Endless War: West Bank Occupation Hazards
“Among the different questions raised by the idea of the renaissance of our people on its own soil, there is one the importance of which outweighs all others: the question of our attitude towards the Arabs,” wrote Yitzchak Epstein, one of the few Zionist Jewish leaders native to Palestine, in 1907. The very existence of such a humane and moral attitude among Zionists is a powerful statement about the motivations of its proponents. But the fact that some Zionists thought this way, and that some still do, makes today’s reality in the West Bank saddening and disappointing.
Last week, Israelis and Palestinians and people who care for human dignity were sharply reminded of the reason for their disappointment. Edmund Levy and a few right-wing Israeli jurists found that Israel is not legally an occupying power—why this would lead Netanyahu to spit in the face of the international community and legalize settlements remains unclear to me—and in doing so reminded the world just how ugly the Middle East can be. The tragedy of this report, though, is not its findings. The tragedy is its unashamed attempt to prolong the conflict between two peoples asking only to live in peace and stability between the Mediterranean and the Jordan. It is an unequivocal step backward in a process that must go forward.
The Levy report recommended that Israel should legalize its settlements in the West Bank because this land is not legally occupied. The report’s reasoning is perverse and, frankly, laughable: the jurists note that an occupation by definition is a temporary occupation of territory during a conflict to be returned upon the conflict’s termination, and as Israel has occupied the West Bank for decades and there is no sign of a change in the status quo, the territories are not under occupation. Apparently wrong things can outlive their wrongness. Most reasonable people would beg to differ.
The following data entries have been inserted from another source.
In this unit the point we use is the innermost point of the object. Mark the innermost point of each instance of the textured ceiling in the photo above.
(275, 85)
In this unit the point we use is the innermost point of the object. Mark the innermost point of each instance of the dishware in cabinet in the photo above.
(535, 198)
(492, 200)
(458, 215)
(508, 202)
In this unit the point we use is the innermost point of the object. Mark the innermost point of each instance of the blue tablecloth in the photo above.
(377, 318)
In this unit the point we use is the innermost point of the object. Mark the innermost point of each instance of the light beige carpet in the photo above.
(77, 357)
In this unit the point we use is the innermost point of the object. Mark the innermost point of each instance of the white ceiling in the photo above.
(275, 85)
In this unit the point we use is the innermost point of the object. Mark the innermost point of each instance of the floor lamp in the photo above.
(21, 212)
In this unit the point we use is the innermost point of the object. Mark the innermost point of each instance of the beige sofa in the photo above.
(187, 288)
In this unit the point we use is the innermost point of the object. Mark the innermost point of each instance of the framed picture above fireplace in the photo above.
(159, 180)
It’s embarrassing, though, that this was the best that these jurists could come up with. The concept of occupation in regards to these lands is actually more ambiguous than the international condemnations would have us believe. Until 1920, the West Bank was Ottoman land. At the San Remo conference, Britain was given authority over the land in the form of a mandate. Before UN Resolution 181 which planned to establish an Arab state in this territory could take effect, Transjordan captured the land in the 1948 war, and held onto it until Israel captured it in 1967.
There was much capturing, and little legal possessing. The Hague Conventions of 1907 specify that an occupied territory is one taken from the “authority of the legitimate power,” and one has to wonder if there ever has been legitimate authority over the West Bank in the modern era. But the international community has made such a debate taboo. This is unfortunate legally and politically. Israel may, in fact, not be an occupying power—and it is important that we call a duck a duck but not assume that everything that sounds like a duck is one.
There is also a second, greater mistake. This report seems to think—or wish—that legalizing the settlements makes them morally correct, too. But while land can be politicized and subjected to legal dispute, the Palestinian people should not be politicized and subjected to hardship because of legal minutia. And the hardships that Palestinians have to live through daily in the West Bank outweigh any legal conclusions. The law becomes less interesting when people are suffering.
Israel’s treatment of Palestinians is understandably messy because, fundamentally, they don’t fit into the Zionist narrative. The “people without a land” were shocked to learn in the early 20th century that they were not actually able to settle in a land without a people. As the Zionists came face to face with the native reality, though, many began to recognize that the Palestinian Arabs were not a people that would just disappear. Undoubtedly, the force and intensity of the Zionist settlement precluded some attempts for peaceful coexistence. So did the virulent but understandable Palestinian Arab reaction to the Zionist enterprise. Mistakes were made repeatedly on both sides.
The Levy report is the latest of such mistakes. As a Zionist, it pains me not only because my own people wrote it, but also because of how unaware it is of the always-fragile nature of Israeli-Palestinian relations. I know that the Palestinians have a profound right to live in security and stability in the land their fathers lived in for 1300 years. I know this and I do not want to be temped to forget it. I would hope every Palestinian, conversely but equally, recognizes that the return of the beleaguered Jewish people to their historic homeland is one of history’s grandest and rightest narratives. And they too should not be tempted to forget this.
Israel’s breaches of morality and Palestinians’ disregard for civilian life already tempt those on both sides to think parochially and defensively. But if both sides work to cease firing rockets of vengeance and inelasticity, the hour when both sides can cast away their rifles will no longer be endlessly delayed.